Ob er wohl im Laufe der nächsten Stunden wieder über heldenhafte Taten zu berichten wusste? Über einen deutschen Piloten, der den Feind reihenweise vom Himmel schoss? Über einen der Männer an den Flakgeschützen, der sich bis zur völligen Erschöpfung den fliegenden Stahlmonstern entgegenstellte und für uns sein Leben riskierte?
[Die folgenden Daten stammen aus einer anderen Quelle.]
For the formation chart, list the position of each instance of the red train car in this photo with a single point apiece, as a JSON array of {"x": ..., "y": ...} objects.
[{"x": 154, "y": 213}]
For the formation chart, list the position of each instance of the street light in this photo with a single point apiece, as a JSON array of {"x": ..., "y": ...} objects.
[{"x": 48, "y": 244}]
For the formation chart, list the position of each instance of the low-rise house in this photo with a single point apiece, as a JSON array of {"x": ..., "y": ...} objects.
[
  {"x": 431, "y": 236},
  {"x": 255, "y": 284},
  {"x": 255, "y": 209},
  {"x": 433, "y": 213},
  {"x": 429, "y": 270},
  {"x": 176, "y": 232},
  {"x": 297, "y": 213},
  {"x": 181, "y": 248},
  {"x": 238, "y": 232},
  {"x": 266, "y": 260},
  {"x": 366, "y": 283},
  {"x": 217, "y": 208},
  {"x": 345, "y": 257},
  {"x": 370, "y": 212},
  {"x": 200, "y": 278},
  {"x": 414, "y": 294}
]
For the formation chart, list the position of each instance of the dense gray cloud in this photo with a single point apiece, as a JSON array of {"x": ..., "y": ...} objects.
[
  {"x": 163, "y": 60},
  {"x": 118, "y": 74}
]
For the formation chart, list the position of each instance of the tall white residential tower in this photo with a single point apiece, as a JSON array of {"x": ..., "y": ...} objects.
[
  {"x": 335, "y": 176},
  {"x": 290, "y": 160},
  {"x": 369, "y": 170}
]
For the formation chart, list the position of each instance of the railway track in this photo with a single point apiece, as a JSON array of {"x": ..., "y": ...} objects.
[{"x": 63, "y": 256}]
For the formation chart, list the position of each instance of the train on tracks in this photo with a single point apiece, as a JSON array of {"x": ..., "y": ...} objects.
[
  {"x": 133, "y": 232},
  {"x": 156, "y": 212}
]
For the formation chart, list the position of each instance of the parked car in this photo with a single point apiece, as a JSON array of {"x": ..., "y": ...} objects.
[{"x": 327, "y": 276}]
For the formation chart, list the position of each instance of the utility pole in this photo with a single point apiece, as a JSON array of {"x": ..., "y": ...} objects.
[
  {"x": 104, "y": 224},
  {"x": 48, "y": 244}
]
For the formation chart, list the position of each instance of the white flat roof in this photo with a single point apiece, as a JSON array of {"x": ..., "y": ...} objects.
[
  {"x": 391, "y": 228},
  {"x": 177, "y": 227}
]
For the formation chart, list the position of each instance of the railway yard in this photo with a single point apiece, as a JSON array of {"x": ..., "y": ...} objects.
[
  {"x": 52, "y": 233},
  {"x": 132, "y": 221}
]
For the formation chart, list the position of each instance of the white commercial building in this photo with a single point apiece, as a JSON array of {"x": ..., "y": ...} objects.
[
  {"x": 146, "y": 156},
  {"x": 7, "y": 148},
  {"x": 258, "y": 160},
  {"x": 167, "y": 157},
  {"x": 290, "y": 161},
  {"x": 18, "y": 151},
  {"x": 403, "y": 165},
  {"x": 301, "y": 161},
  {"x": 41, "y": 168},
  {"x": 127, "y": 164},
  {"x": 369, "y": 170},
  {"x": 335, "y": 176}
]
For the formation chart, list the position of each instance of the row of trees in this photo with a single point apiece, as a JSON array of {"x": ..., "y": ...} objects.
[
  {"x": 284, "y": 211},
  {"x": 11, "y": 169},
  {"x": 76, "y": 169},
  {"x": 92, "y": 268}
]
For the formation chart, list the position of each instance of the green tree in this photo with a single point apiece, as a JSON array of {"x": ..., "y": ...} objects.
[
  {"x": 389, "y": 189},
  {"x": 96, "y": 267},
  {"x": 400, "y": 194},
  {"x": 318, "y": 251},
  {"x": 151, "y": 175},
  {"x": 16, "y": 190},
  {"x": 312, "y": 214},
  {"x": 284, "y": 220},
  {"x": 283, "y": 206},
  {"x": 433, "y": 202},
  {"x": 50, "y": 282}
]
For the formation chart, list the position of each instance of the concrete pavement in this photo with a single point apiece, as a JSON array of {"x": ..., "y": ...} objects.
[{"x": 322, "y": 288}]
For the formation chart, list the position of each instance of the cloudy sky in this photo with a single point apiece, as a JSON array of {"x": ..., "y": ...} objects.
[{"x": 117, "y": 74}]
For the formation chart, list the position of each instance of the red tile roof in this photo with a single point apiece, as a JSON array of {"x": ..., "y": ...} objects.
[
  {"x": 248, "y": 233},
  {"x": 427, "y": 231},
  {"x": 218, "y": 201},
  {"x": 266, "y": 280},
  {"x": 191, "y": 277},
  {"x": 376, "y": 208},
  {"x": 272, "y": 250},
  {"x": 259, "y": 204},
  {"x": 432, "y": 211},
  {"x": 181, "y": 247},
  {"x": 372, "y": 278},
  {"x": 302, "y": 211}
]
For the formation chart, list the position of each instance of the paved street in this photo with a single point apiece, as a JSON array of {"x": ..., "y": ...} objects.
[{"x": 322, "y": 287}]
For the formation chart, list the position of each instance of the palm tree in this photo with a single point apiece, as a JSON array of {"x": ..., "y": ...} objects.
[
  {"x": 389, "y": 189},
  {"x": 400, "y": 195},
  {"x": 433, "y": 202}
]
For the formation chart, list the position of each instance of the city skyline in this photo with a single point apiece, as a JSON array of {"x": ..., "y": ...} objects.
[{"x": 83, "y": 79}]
Nachdem er gemeinsam mit den Bewohnern des Nachbarhauses eingetroffen war, sah er ungeduldig in den Kellergang, um nach Frau Buchner Ausschau zu halten. Er konnte die Stahltür erst verschließen, wenn sich alle im Schutzraum befanden. Als die alte Frau endlich eintraf, beschimpfte er sie und wollte wissen, warum sie erst jetzt kam. Sie murmelte einige entschuldigende Worte, huschte an ihm vorbei und schaute über ihre Schulter. Ich folgte ihrem Blick. Sie war nicht allein gekommen. Nach ihr betrat eine schmale Gestalt den Raum, eine Erscheinung wie in einem Traum, die mein Herz schneller schlagen ließ und die ich sofort wiederzuerkennen glaubte. Mir wurde warm. Ich konnte gar nicht fassen, was ich sah. Bildete mir ein, meine Augen würden mir einen Streich spielen und glotzte das zierliche Mädchen verstohlen an, wie es dastand, bekleidet mit dunklen Stiefeln, einem blauen Rock und einem gefütterten Wintermantel, aufrecht und mit hochgerecktem Hals, als wäre es nicht zum ersten Mal hier und kenne die Menschen im Raum und die Gepflogenheiten, denen sie sich bedingungslos unterwarfen, wenn die Sirenen sie unter die Erde scheuchten. Ich dachte darüber nach, wie lange der letzte Badeausflug mit meinen Eltern nun schon zurücklag. Es war kurz vor Kriegsbeginn gewesen, also waren seit jenem Tag schon über drei Jahre vergangen. Hatte ich anfangs auch noch einige Gedanken an meine flüchtige Begegnung von damals verschwendet, verblassten diese jedoch im Laufe der Zeit. Aber in diesem Moment wurde die Erinnerung an sie erneut lebendig. Die helle Haut, die heublonden Haare, die über ihre Schultern fielen, und die Konturen schlanker Arme und Beine – sie stand hier, vor mir, ganz bestimmt, nur war sie jetzt viel schöner als damals. Sie hatte ihre Pausbäckigkeit verloren, ihre Kindlichkeit. Als sie meine Blicke bemerkte, sah sie mich herausfordernd an, mit Augen, so grün und tief, dass ich glaubte, in ihnen versinken zu müssen. Ich lächelte unbeholfen. Ich war nicht der Einzige, der sie anschaute. Bis auf Frau Buchner und Ilse musterten sie alle. An ihrer Stelle wäre ich im Erdboden versunken, aber sie schien überhaupt nicht verlegen und begegnete der Aufmerksamkeit mit der Andeutung eines Lächelns, bei dem sie die Oberlippe nur ganz leicht hochzog.